The National oil corporation of Kenya will exercise its right to back in 2 blocks in North Western Kenya that have already yielded successful results namely Block 10BB and block 13T operated by Tullow Oil and its partner Africa Oil.
This will be the first time that the industry regulator which doubles as the Kenyan government explorer will back in on any block as the government hopes to play a part in the production of oil and gas that is currently estimated to be over 600mbbl.
This is part of the contract under the production sharing agreement that allows the government to participate should any discovery be made by acquiring some equity on the block in question despite not having invested in exploration.
According to National Oil Corporation managing director Summaya Athmani in an interview with OilNews Kenya the company is yet to discuss internally to agree on what percentage stake it will acquire.
“Under the PSC we have a clause that allows the government to acquire a stake in blocks inside the country should a discovery be made. National Oil on behalf of the government will therefore exercise this right although we are yet to decide on the equity to acquire,” says Athmani.

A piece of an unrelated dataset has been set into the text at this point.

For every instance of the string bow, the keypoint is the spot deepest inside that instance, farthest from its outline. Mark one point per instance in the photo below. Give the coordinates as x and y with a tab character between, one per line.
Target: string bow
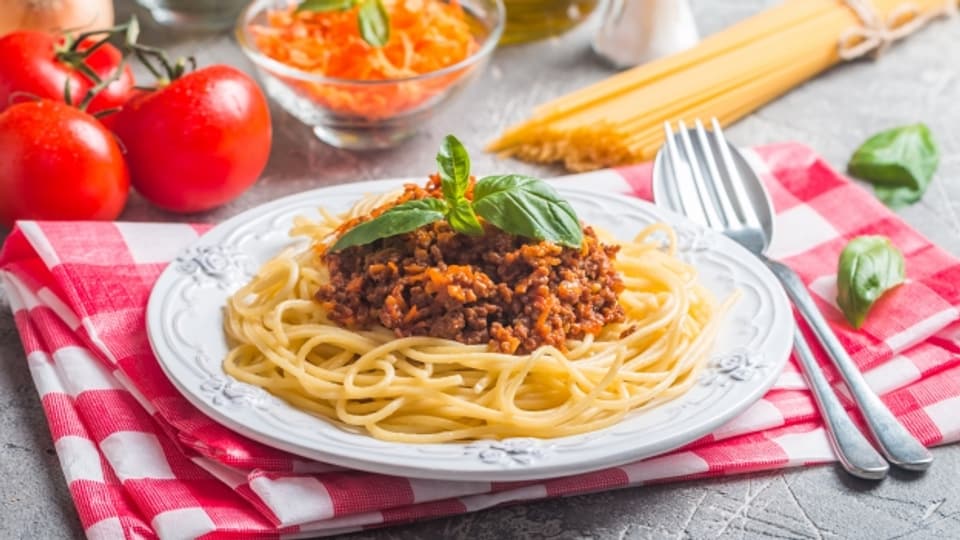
877	34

“Government has elected in that development area. If the Government exercises its option to participate, the contractor (or each entity constituting the contractor pro-rata) shall transfer to the Government that percentage interest specified by the Government. The Government’s participation shall be effective from the date the development plan hereof is adopted,’ reads part of the current Kenyan PSC.
Once the government participation has kicked in shall own and separately take and dispose of its share in the petroleum produced and saved to which the contractor is entitled under this contract in respect to all decisions taken under the participation agreement.